Dans les coulisses des marathons

  • Canada Running Series - Alan Brookes

C’est enfin le grand jour ! Après des semaines intensives d’entrainement, le moment de votre compétition tant attendue est arrivé. Dans cet instant de frénésie, tout autour de cette course semble opérer comme par magie. Pourtant, depuis de longs mois, des équipes dévouées besognent dans l’ombre en vue de s’assurer que tout sera parfaitement rodé.

Bien que les villes où se déroulent les courses soient différentes par leur taille, leur démographie et leur topographie, quelques liens communs les unissent cependant : toutes sont à la fois habitées par des citoyens qui ne veulent pas voir leur quotidien trop chamboulé par une course dans leur quartier, et fonctionnelles grâce à des services essentiels mis à contribution pour la tenue de grandes rencontres sportives.

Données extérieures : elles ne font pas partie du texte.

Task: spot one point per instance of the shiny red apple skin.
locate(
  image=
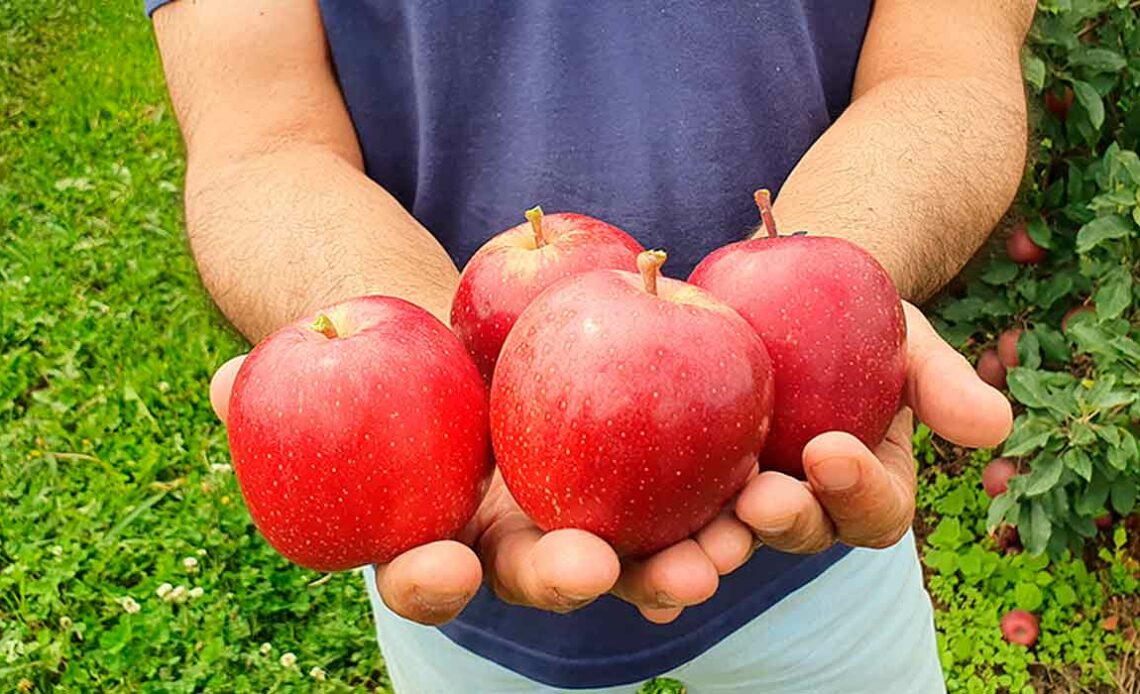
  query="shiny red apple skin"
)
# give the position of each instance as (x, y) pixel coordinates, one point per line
(633, 416)
(832, 323)
(509, 271)
(1022, 248)
(353, 449)
(1019, 627)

Il importe de parvenir au meilleur compromis possible entre le plaisir des coureurs, les bonnes intentions des organisateurs, le confort des citoyens et les contraintes relatives aux services publics. Facile à dire, mais tout ça ne se fait pas en criant lapin de cadence ! « Nous ne pouvons pas simplement nous dire : voilà de belles attractions, courons autour et fermons la ville au complet ! Le concept demeure de faire explorer la ville et de la mettre en valeur, mais dans les meilleures conditions pour tout le monde », lance Charlotte Brookes, directrice nationale des événements de Canada Running Series, dont le TCS Toronto Waterfront Marathon.

Nombreux partenaires consultés

Avant d’en arriver à la version définitive d’un parcours de marathon, la fameuse to-do list déborde. À cette étape, les questions fusent de partout. Quels sont les chantiers prévus au moment de la course ? Comment limiter les enclaves citoyennes ? Quelle portion du trajet passant près d’une caserne pose problème au service incendie ? Quelles sont les autorisations à obtenir des paliers municipal, provincial ou fédéral ? À quel point le réseau de transport public est-il affecté ?

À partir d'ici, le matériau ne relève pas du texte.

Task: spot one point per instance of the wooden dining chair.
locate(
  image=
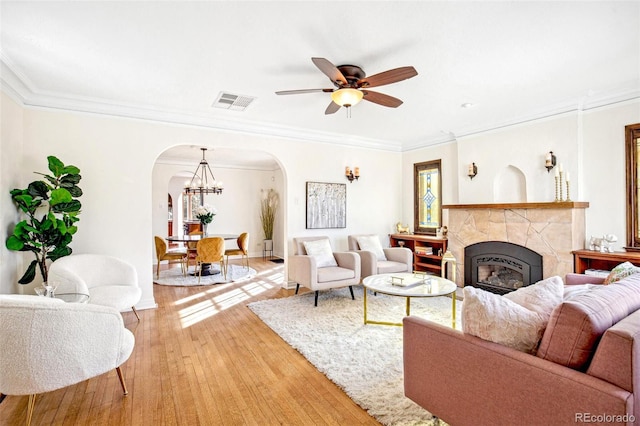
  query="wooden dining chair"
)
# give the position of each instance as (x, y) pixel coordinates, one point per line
(242, 250)
(163, 254)
(210, 250)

Au Marathon international d’Ottawa, qui aimante de 30 000 à 48 000 coureurs bon an mal an, un comité d’une quarantaine d’intervenants, formé huit mois avant la compétition, s’attaque à toutes ces questions. « La taille de ce comité est impressionnante : en sont membres l’équipe des événements à la Ville d’Ottawa, les services incendie, policiers et ambulanciers, le transport public, les travaux publics et divers autres partenaires. Nous parlons de tout ce qui peut avoir des répercussions sur le trajet. Il faut aussi impliquer les mêmes services du côté québécois, à Gatineau. Chacun indique quelques détails à corriger et on nous renvoie faire nos devoirs. Habituellement, nous revoyons nos plans deux ou trois fois », souligne Ian Fraser, directeur général de la société organisatrice Courez Ottawa.

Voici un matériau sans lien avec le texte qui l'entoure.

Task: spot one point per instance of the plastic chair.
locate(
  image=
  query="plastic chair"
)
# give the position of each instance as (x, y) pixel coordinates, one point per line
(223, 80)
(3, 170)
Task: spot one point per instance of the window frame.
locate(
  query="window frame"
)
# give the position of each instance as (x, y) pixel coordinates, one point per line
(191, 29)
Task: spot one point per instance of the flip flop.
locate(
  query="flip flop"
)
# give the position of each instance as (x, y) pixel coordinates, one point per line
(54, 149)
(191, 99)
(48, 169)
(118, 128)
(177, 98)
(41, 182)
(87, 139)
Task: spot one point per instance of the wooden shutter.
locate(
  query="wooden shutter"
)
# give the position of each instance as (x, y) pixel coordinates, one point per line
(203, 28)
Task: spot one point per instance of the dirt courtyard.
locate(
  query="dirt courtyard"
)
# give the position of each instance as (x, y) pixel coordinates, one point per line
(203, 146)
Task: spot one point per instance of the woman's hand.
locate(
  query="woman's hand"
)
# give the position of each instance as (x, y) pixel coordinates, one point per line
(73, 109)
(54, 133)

« Il est rare qu’un événement crée un consensus entre 40 personnes qui défendent chacune des intérêts parfois opposés, mais qui toutes poussent dans le même sens pour la ville », ajoute celui qui chapeaute le plus gros événement de course à pied au pays. Concernant la compétition qui se tenait le 29 mai, le parcours final a été approuvé seulement le 18 mars. Comme quoi le casse-tête perdure souvent à un stade tardif des préparatifs.

Kilomètre par kilomètre

Dessiner le parcours d’un marathon qui a lieu depuis plusieurs années n’est déjà pas de tout repos ; la commande s’avère encore plus colossale lorsqu’il s’agit d’une nouvelle course, ou d’une nouvelle mouture comme ça a été le cas du Marathon de Québec en 2018. Connu pendant 20 ans en tant que Marathon des Deux-Rives reliant Lévis à Québec, la compétition a changé de saveur en devenant 100 % Québec. L’itinéraire entièrement remodelé a nécessité de nombreux mois de labeur. « Les années d’avant, la course démarrait à Lévis et se terminait dans le port de Québec, avec une incidence minimale sur la ville et les citoyens. Lors de la première édition 100 % Québec, quand nous avons statué sur un parcours, ça a été un an de préparation, kilomètre par kilomètre, pour élaborer le plan de circulation et les avis aux résidents », raconte Alexandra Moisan, directrice de production chez Gestev, qui organise les courses du circuit Je Cours Qc, dont fait partie le Marathon Beneva de Québec.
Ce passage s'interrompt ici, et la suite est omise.